Des leçons nécessaires ont été tirées pour la planification et l’exécution des activités de l’année prochaine, de même qu’un bilan critique des quatre années de vie du projet a été tiré. Bamako aura aussi permis de mettre le doigt sur les principaux problèmes qui handicapent l’évolution du projet à savoir : modalités de gestion du projet ; cohérence et complémentarité avec les interventions des autres partenaires techniques et financiers ; visibilité du PARSEP ; orientation des activités de recherche des UAAP ; programmation budgétaire des activités ; gestion des changements institutionnels ; formatage des rapports de mise en œuvre du projet en faisant ressortir notamment les points suivants : les résultats atteints par rapport aux résultats prévus ; coût réel des activités par rapport aux coûts prévus ; difficultés rencontrées et les solutions proposées ; comment pérenniser les résultats atteints ; statut des actions non réalisées ; recommandations.
Les participants à la rencontre de Bamako, selon le coordinateur du CSCRP-Mali, M. Diarra, n’ont pas occulté la question de la pérennisation du projet, c’est pourquoi, il a montré sa satisfaction au nom du département, lequel accorde une importance particulière à la prolongation et au maintien des activités du projet en vue de renforcer les acquis.
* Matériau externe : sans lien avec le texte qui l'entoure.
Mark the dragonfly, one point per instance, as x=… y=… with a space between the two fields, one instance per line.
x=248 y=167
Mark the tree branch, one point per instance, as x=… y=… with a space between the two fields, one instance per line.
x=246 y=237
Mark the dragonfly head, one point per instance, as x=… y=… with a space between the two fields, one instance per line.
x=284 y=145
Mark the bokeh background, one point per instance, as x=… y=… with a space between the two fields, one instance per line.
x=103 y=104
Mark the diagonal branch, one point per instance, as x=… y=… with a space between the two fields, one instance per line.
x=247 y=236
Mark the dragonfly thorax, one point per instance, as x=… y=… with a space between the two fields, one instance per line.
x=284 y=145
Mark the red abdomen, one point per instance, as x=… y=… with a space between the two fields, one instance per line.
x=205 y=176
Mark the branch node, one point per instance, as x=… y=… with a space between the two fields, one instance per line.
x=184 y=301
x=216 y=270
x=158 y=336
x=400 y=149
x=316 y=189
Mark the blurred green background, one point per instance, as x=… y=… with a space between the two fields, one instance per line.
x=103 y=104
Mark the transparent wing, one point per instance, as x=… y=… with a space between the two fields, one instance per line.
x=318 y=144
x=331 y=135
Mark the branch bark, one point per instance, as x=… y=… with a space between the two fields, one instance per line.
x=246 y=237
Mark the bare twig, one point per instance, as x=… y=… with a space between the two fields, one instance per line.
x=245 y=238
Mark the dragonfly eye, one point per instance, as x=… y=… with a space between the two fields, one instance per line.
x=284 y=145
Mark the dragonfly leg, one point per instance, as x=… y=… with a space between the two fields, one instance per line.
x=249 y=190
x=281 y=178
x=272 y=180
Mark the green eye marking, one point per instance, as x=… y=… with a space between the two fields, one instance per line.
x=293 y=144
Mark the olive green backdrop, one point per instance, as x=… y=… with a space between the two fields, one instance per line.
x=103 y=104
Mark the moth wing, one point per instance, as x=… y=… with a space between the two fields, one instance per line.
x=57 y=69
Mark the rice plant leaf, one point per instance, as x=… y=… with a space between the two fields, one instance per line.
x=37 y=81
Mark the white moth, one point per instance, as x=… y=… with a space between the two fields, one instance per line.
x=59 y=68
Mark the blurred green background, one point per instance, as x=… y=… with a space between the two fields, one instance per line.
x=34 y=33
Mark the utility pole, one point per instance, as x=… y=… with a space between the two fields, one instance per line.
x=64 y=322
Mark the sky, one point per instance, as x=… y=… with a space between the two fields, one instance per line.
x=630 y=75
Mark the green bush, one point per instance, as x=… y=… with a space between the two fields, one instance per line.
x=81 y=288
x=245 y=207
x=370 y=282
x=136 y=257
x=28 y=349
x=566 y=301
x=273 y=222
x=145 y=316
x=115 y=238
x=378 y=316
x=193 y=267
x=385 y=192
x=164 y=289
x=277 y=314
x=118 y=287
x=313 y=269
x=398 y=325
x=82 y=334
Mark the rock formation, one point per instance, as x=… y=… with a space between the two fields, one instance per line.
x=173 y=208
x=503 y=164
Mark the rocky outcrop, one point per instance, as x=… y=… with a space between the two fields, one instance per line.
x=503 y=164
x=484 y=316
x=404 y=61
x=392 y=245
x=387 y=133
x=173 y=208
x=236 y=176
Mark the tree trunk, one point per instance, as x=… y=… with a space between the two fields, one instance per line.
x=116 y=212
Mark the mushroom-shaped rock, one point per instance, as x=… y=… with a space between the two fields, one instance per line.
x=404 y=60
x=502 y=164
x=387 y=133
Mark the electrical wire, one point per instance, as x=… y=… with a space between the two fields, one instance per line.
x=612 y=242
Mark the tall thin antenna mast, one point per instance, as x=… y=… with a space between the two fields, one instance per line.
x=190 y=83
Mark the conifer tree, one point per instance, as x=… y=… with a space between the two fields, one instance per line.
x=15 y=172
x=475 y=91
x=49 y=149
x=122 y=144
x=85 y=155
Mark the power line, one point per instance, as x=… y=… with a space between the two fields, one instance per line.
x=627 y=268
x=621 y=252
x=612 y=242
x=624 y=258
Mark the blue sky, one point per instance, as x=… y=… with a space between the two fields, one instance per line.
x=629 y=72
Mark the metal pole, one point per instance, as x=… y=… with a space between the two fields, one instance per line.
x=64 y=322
Il s’est inscrit dans la logique d’envisager une nouvelle phase pour le PARSEP, qui permettra à nos pays de faire des avancées significatives dans le domaine du suivi/évaluation et la gestion axée sur les résultats.
Tout en saluant la coopération canadienne à travers l’Agence Canadienne de Développement International et le Centre de Recherche pour le Développement International, pour leur appui technique et financier, le coordinateur du CSCRP-Mali, M. Sékouba Diarra, a noté avec satisfaction la prolongation accordée lors de la dernière réunion de Cotonou de mai 2007, qui a permis l’approbation des actions du projet par un grand nombre d’acteurs nationaux.